La cession de cabinet au profit d’un successeur
Cette situation constitue un maintien de l’activité économique du cabinet taxé à la CFE. Il ne s’agit que d’un changement d’exploitant, l’occupant au 1er janvier (= le cédant) restant le seul redevable sur l’année civile entière au regard du fisc. D’où les conséquences suivantes :
■ Durant l’année de la cession
• Si la cession intervient en cours d’année : le cédant reste seul redevable de la CFE de l’année de cession. Le successeur n’est pas individuellement imposable à la CFE sur les mois de l’année de cession au cours desquels il exerce en tant que successeur, et pour le cabinet médical cédé. Remarque sur les contrats de cession : il est fréquent que le contrat de cession mette la CFE de l’année de cession à la charge du successeur au prorata des mois correspondant à la succession. Ce genre de clause ne constitue qu’une pratique contractuelle, engageant certes les parties mais ne reposant sur aucun texte législatif, et n’est donc pas opposable à l’administration fiscale.
• Si la cession intervient au 1er janvier : il en résulte que seul le successeur est imposé. Précision : il le sera sur la valeur locative des biens professionnels dont son prédécesseur disposait au 31 décembre de l’année précédente.
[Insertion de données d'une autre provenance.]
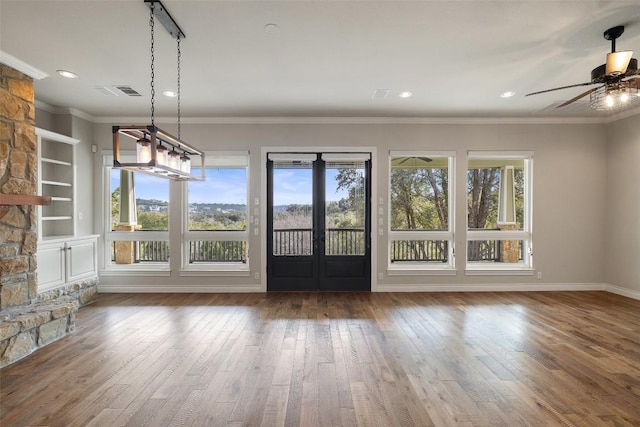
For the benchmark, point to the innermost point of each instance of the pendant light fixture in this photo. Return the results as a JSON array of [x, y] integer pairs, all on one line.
[[159, 153]]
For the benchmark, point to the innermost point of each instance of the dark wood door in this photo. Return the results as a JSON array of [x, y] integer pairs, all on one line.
[[319, 222]]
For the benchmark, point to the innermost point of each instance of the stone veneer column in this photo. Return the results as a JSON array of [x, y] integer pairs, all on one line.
[[18, 175]]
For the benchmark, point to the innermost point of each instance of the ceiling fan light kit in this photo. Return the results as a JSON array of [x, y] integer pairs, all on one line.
[[617, 79], [159, 153]]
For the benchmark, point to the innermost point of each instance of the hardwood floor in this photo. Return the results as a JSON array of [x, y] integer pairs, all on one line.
[[337, 359]]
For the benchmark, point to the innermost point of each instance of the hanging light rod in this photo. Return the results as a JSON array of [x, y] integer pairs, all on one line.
[[162, 14], [157, 152]]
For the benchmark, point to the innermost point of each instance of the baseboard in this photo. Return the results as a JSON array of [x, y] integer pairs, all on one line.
[[629, 293], [492, 287], [203, 289]]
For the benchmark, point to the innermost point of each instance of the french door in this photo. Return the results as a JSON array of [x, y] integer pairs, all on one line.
[[319, 222]]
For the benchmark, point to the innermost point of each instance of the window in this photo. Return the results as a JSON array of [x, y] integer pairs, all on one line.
[[499, 211], [137, 221], [421, 212], [216, 233]]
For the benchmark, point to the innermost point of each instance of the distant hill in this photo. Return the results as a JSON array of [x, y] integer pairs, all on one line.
[[221, 206]]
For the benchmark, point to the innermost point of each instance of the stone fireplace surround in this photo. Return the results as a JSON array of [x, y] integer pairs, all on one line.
[[28, 320]]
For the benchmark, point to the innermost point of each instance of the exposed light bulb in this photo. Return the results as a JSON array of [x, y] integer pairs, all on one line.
[[143, 150], [185, 163], [609, 100], [174, 159], [161, 155]]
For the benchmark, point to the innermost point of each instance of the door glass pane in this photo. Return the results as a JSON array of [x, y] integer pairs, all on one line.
[[292, 207], [345, 197]]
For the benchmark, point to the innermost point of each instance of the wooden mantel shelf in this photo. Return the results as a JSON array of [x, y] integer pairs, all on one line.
[[23, 199]]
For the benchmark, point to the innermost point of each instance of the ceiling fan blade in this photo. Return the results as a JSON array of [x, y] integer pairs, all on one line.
[[559, 88], [617, 62], [572, 100]]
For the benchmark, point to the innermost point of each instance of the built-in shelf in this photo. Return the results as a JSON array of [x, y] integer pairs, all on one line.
[[23, 200], [56, 179], [56, 218], [58, 183]]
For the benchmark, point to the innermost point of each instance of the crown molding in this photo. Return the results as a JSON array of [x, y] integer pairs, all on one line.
[[343, 120], [21, 66], [360, 120], [64, 110]]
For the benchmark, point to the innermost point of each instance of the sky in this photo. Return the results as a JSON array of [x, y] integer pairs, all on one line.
[[293, 186]]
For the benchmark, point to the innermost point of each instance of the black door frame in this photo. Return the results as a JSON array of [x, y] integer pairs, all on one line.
[[319, 272]]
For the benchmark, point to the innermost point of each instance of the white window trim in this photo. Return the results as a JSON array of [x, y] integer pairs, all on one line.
[[418, 267], [219, 159], [524, 267], [160, 269]]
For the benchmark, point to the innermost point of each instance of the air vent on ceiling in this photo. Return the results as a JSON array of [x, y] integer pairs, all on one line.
[[105, 90], [580, 108], [380, 93], [127, 90]]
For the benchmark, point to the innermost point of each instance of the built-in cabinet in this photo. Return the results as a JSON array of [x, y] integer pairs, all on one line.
[[63, 261], [63, 257], [56, 179]]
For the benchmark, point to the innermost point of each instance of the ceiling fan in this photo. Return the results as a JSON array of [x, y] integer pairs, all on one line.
[[616, 84]]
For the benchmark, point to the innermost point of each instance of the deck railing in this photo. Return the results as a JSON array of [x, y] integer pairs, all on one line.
[[299, 241], [199, 251]]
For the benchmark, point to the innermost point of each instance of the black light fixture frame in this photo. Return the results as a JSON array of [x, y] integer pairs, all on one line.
[[151, 132], [162, 14], [155, 136]]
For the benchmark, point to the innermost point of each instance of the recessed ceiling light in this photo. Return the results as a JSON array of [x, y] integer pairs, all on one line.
[[272, 28], [67, 74]]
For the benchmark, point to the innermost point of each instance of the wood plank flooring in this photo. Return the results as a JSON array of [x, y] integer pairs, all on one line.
[[336, 359]]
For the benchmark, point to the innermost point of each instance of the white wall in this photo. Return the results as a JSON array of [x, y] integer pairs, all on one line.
[[622, 224], [568, 189]]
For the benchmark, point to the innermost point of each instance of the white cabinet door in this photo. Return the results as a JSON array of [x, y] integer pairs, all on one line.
[[51, 265], [81, 259]]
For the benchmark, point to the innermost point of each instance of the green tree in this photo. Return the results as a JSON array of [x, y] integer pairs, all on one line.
[[115, 208]]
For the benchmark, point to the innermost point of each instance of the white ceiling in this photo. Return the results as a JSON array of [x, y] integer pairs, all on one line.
[[327, 59]]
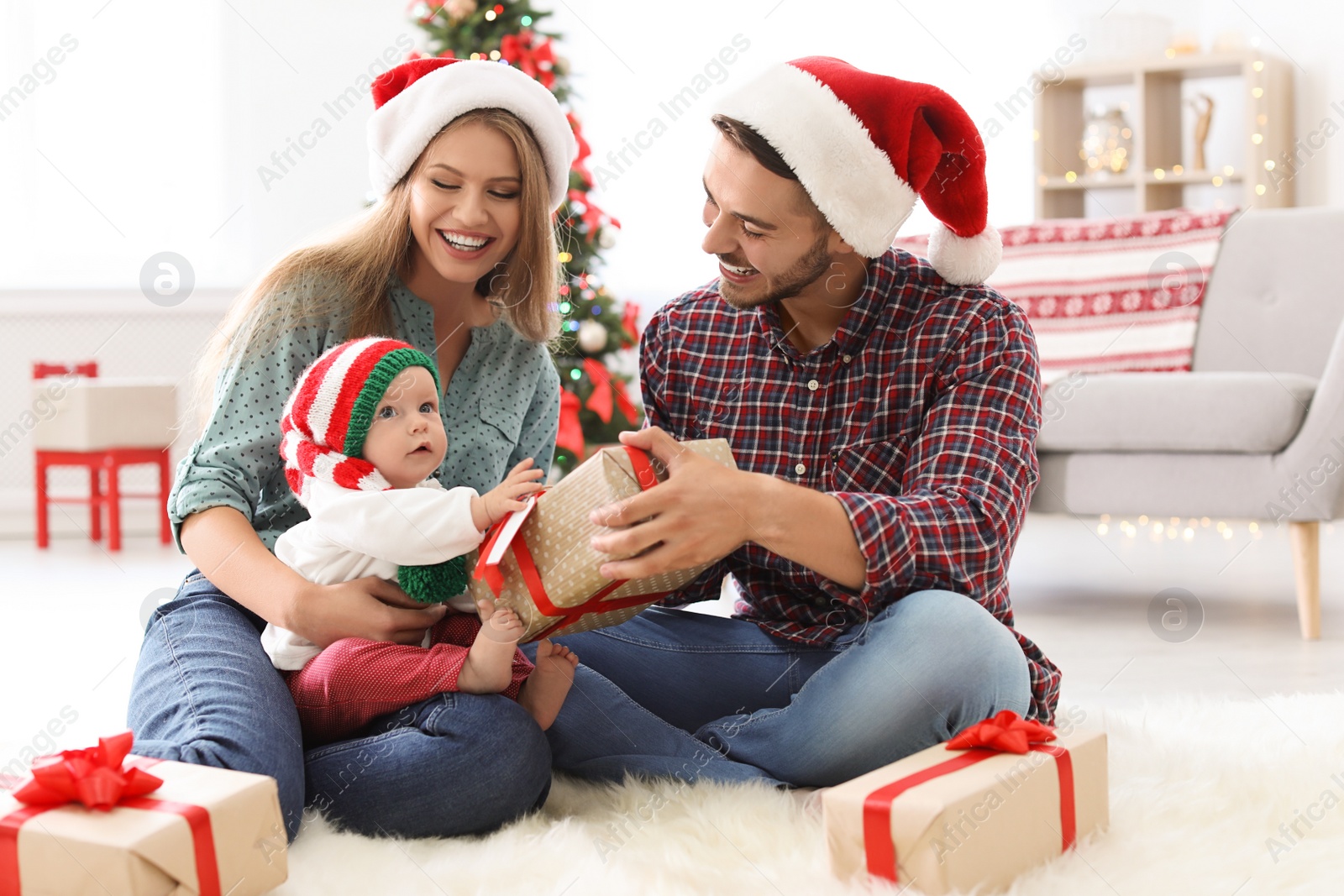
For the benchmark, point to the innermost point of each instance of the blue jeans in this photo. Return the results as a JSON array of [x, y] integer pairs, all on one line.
[[913, 676], [205, 692], [457, 763]]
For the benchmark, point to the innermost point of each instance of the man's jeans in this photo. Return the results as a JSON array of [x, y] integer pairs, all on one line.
[[457, 763], [917, 673]]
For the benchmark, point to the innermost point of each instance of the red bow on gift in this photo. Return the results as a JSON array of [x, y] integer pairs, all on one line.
[[1005, 732], [93, 777]]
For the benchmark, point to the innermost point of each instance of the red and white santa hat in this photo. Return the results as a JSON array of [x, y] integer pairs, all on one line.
[[327, 417], [866, 147], [414, 100]]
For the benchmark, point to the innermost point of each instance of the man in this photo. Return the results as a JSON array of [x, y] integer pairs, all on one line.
[[884, 417]]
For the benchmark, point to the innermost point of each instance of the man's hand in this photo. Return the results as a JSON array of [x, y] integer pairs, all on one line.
[[699, 515]]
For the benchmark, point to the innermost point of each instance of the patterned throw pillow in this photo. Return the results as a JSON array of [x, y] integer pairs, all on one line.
[[1109, 295]]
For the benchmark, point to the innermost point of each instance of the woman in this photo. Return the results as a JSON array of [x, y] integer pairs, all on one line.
[[459, 259]]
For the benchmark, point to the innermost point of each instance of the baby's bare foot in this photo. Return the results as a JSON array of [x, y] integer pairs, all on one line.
[[544, 689], [490, 663]]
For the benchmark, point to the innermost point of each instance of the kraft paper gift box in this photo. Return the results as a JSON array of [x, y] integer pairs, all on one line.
[[541, 564], [82, 414], [205, 832], [945, 820]]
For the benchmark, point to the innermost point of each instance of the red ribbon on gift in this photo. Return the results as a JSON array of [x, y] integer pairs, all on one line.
[[100, 778], [490, 573], [1005, 732]]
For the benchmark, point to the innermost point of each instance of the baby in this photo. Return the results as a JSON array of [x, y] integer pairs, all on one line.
[[362, 439]]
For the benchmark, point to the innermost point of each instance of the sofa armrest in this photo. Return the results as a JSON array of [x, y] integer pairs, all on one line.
[[1316, 454]]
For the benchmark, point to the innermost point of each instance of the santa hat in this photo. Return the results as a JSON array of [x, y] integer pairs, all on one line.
[[328, 414], [413, 102], [866, 147]]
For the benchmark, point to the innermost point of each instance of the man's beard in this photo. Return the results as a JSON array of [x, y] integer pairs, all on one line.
[[801, 275]]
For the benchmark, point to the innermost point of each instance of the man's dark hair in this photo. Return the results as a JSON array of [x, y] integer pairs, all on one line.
[[748, 140], [743, 137]]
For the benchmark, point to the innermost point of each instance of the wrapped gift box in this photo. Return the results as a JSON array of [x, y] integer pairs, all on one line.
[[205, 832], [94, 414], [539, 562], [945, 820]]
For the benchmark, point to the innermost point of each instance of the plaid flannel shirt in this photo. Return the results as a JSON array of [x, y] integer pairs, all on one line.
[[920, 416]]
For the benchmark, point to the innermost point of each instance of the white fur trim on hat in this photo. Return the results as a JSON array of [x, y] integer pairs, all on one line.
[[848, 177], [965, 261], [402, 127]]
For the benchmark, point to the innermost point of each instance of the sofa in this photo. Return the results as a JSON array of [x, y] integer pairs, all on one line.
[[1253, 430]]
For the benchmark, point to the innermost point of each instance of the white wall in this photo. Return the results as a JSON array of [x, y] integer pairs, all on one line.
[[151, 134]]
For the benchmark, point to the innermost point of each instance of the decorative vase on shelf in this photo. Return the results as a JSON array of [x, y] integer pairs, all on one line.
[[1108, 143]]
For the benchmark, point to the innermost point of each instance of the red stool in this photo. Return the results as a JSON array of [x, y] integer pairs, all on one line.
[[97, 463]]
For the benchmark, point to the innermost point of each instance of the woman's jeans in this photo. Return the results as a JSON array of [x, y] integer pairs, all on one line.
[[457, 763]]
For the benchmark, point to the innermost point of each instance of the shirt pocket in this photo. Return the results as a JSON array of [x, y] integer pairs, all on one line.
[[870, 466], [504, 422]]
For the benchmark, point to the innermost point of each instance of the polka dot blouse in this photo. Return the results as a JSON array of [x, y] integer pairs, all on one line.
[[503, 405]]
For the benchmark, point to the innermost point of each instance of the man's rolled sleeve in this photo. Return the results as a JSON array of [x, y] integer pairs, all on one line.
[[968, 476]]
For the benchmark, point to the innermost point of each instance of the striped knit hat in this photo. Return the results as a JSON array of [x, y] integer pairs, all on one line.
[[327, 417]]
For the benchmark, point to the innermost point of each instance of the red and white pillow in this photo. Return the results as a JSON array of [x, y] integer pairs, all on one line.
[[1104, 296]]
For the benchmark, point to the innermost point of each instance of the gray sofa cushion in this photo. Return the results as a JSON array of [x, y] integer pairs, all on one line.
[[1189, 411]]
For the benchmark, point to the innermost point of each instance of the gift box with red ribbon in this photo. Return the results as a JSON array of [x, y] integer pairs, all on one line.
[[996, 799], [539, 562], [102, 822]]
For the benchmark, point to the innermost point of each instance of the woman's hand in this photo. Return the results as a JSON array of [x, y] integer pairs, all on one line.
[[367, 607]]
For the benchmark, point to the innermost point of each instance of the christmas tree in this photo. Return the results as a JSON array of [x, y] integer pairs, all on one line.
[[595, 399]]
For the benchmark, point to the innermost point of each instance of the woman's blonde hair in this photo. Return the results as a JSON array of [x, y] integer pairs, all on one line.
[[346, 278]]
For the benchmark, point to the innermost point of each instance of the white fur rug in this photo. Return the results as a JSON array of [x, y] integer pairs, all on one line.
[[1200, 790]]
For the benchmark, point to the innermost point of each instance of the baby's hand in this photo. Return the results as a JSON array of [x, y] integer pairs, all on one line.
[[507, 496], [499, 624]]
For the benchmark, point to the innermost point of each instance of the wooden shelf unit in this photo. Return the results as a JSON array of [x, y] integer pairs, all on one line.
[[1156, 176]]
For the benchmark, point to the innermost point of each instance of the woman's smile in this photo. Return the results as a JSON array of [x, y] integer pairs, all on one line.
[[464, 244]]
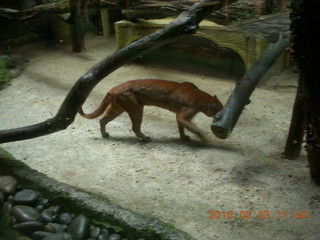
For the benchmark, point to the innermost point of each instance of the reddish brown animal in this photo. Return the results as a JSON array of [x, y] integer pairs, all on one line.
[[185, 99]]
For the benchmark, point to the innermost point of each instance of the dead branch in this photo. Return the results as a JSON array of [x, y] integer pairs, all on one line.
[[186, 23], [227, 118]]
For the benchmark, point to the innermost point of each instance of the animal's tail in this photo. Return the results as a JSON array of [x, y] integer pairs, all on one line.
[[100, 110]]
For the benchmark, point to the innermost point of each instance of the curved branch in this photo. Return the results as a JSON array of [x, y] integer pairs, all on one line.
[[186, 23]]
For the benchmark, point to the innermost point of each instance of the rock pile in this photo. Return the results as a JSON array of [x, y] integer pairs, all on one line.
[[35, 218]]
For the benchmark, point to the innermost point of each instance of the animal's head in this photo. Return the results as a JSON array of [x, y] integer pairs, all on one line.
[[213, 106]]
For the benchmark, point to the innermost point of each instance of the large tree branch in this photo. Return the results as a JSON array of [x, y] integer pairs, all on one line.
[[226, 119], [186, 23]]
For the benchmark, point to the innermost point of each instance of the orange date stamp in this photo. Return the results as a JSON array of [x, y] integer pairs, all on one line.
[[258, 215]]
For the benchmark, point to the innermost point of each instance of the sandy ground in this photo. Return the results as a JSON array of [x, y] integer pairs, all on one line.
[[174, 181]]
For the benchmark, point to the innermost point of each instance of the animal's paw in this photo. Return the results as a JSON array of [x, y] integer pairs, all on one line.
[[105, 134], [185, 138], [145, 139]]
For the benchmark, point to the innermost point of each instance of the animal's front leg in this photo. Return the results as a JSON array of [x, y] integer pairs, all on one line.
[[184, 117], [111, 113], [136, 119]]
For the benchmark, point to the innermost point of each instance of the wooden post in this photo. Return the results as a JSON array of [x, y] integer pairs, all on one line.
[[225, 120], [296, 131], [105, 19]]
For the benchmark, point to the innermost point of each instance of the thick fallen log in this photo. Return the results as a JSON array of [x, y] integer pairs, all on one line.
[[225, 120], [186, 23]]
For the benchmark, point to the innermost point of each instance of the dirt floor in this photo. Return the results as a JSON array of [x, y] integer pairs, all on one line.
[[177, 182]]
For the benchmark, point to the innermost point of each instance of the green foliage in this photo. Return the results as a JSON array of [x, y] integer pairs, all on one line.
[[5, 74]]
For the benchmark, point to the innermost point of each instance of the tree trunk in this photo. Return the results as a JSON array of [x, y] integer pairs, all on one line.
[[306, 37], [297, 126], [77, 25], [226, 119], [186, 23]]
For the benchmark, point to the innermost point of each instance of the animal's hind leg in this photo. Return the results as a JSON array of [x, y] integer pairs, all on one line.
[[136, 119], [110, 114]]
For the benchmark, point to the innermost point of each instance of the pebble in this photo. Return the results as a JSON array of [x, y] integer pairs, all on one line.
[[26, 196], [65, 218], [25, 213], [37, 219], [46, 215], [59, 236], [45, 202], [8, 185], [95, 232], [79, 228], [39, 235], [7, 207], [104, 234], [114, 237], [56, 227], [56, 209], [1, 197], [28, 228]]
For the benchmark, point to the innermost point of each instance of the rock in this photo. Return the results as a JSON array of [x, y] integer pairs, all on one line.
[[59, 236], [56, 209], [65, 218], [95, 232], [56, 227], [46, 215], [45, 202], [26, 196], [8, 185], [7, 207], [114, 237], [104, 234], [28, 228], [102, 237], [25, 213], [2, 197], [39, 208], [39, 235], [79, 228], [22, 238], [10, 199]]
■ Durant les deux ans qui suivent l’année de cession : de façon dérogatoire, le successeur est imposé sur les bases de la valeur locative de l’année de la cession, c’est-à-dire sur celle des biens professionnels dont le successeur disposait au 31 décembre de l’année de cession. Conséquence : il ne bénéficie pas de la réduction de 50 % en année N+1, contrairement à la règle s’appliquant en cas de création d’établissement comme déjà vu voici 15 jours.
La déclaration de CVAE
La cotisation sur la valeur ajoutée des entreprises (CVAE), taxe locale attachée à la CFE, ne concerne qu’une minorité de médecins libéraux (EI ou sociétés), réalisant plus de 152 500 € de recettes ou de chiffre d’affaires (CA). Et compte tenu du mode de calcul de cette taxe, seules les entreprises réalisant plus de 500 000 € de recettes seront tenues de la régler. Attention : tout médecin en régime BNC (ou en société) réalisant entre 152 500 et 500 000 € de recettes devra impérativement renseigner la page 2035-E de sa déclaration de résultat et déposer en sus le formulaire n° 1330-CVAE-SD auprès de son SIE. Même en l’absence finale de CVAE à régler, dans les faits.